Moins de dettes et une stratégie à confirmer Cependant les derniers résultats financiers apportent une lueur d'espoir avec des pertes en recul recul passant de 11,9 M$ à 3,5 M$. « Nous avons démontré notre capacité à redresser rapidement notre situation financière et nous sommes optimistes quant aux performances futures de l'entreprise », a déclaré Paul O'Brien, CEO de MariaDB, dans un communiqué accompagnant les résultats financiers. Carl Olofson, vice-président de la recherche et analyste de bases de données chez IDC, a déclaré que la clé pour déterminer la suite des événements est de savoir pourquoi l'acquisition a eu lieu en premier lieu. Pour lui, il existe deux stratégies pour les acquéreurs, « la première consiste à démanteler l'entreprise et à tirer profit de ses actifs, ce qui ne sera pas le cas ici, car l'entreprise n'a pas vraiment d'actifs ». « L'autre est de croire qu'avec une bonne gestion, une bonne approche, l'entreprise peut se développer bien au-delà de sa situation actuelle, faire des profits fabuleux, la vendre et tout le monde s'en va content ».

Le problème pour les fonds d'investissements va être de jongler entre les activités commerciales de MariaDB et le modèle open source jalousement gardé par la communauté.
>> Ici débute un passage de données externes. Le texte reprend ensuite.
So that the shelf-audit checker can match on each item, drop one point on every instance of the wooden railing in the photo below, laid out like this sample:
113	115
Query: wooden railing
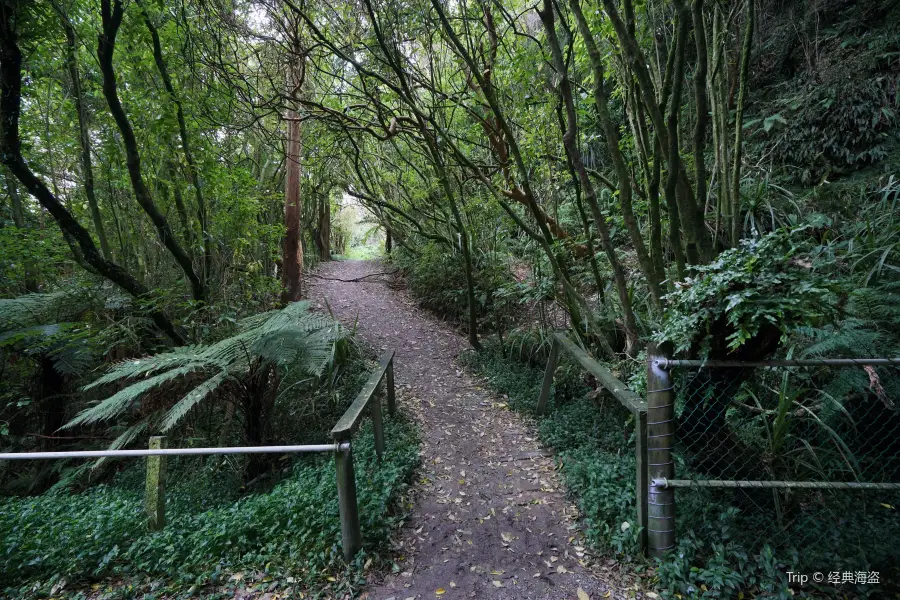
626	397
351	535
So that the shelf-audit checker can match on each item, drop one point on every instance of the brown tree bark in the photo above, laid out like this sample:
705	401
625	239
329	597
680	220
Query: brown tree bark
611	133
11	153
193	172
112	14
292	255
749	17
84	137
590	194
323	228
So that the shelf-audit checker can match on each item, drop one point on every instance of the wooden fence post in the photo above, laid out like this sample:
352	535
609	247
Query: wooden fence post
642	490
377	424
660	441
548	378
155	495
351	536
392	402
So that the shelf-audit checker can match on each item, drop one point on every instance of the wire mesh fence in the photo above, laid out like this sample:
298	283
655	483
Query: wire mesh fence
799	456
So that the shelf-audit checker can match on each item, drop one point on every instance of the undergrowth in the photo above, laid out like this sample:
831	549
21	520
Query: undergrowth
594	442
287	538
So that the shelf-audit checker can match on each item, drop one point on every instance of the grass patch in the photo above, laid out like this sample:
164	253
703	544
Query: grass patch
287	538
595	447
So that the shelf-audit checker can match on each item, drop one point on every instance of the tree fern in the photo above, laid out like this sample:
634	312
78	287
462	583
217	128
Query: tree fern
292	339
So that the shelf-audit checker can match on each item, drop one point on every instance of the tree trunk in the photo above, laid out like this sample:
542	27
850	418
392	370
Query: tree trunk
739	124
11	153
292	256
84	138
574	153
112	19
193	171
323	230
611	134
18	215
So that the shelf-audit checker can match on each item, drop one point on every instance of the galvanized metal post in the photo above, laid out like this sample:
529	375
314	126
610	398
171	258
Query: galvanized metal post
642	481
548	378
351	536
660	441
155	494
392	402
377	424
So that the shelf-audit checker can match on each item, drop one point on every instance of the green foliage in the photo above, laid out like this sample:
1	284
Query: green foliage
437	278
769	282
595	447
293	340
292	530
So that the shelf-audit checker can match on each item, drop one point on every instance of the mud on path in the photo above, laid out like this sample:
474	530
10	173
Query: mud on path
490	519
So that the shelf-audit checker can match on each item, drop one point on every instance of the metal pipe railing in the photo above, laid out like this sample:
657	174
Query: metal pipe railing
351	535
667	363
175	452
807	485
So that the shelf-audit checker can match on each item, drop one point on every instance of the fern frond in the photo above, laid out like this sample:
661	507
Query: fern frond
141	367
123	440
198	394
116	404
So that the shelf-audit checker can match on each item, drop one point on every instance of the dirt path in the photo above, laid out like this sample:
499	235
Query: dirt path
491	519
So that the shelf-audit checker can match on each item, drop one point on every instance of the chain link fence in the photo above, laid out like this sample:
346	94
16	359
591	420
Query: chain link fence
801	456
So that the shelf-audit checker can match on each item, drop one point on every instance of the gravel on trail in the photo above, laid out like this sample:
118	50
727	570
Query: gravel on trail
490	516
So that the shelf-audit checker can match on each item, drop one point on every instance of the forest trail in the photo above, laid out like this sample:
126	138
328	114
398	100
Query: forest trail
491	519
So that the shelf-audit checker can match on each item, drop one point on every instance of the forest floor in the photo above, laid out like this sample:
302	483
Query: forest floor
490	518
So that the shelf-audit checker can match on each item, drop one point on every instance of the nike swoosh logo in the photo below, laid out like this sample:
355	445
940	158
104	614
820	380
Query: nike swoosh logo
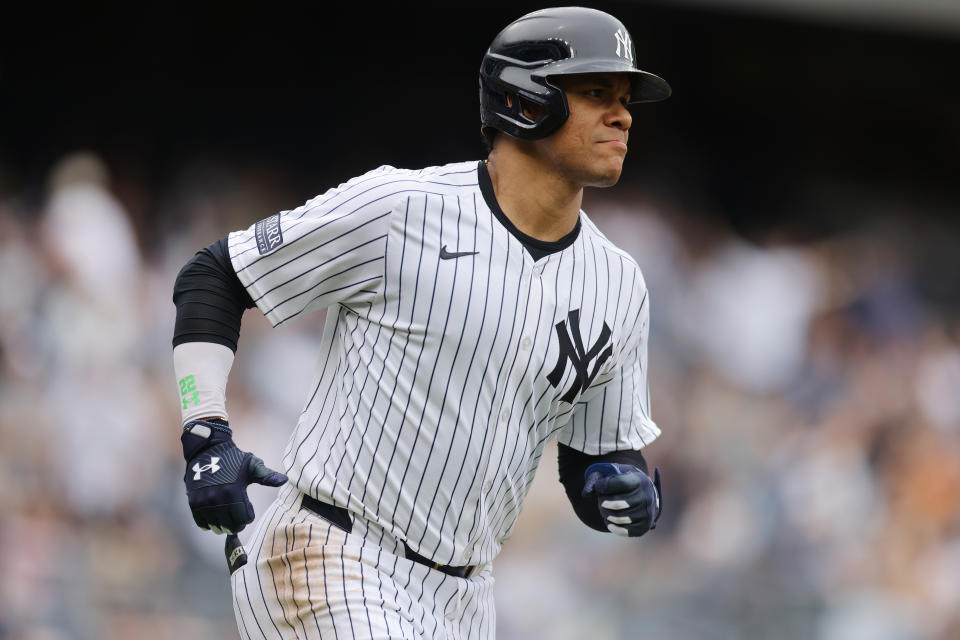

L'objectif est d'ajouter des services payants comme le fournisseur l'a déjà fait avec MaxScale, ColumnStore ou Galera Cluster, ainsi que des services de conseil, de migration et de gestion cloud. Le consultant indique que MariaDB « était en train d'ajouter des fonctionnalités vraiment intéressantes et innovantes, mais certaines ont été retirées ce qui signifie qu'ils n'avaient pas l'argent nécessaire pour continuer et soutenir leur développement ».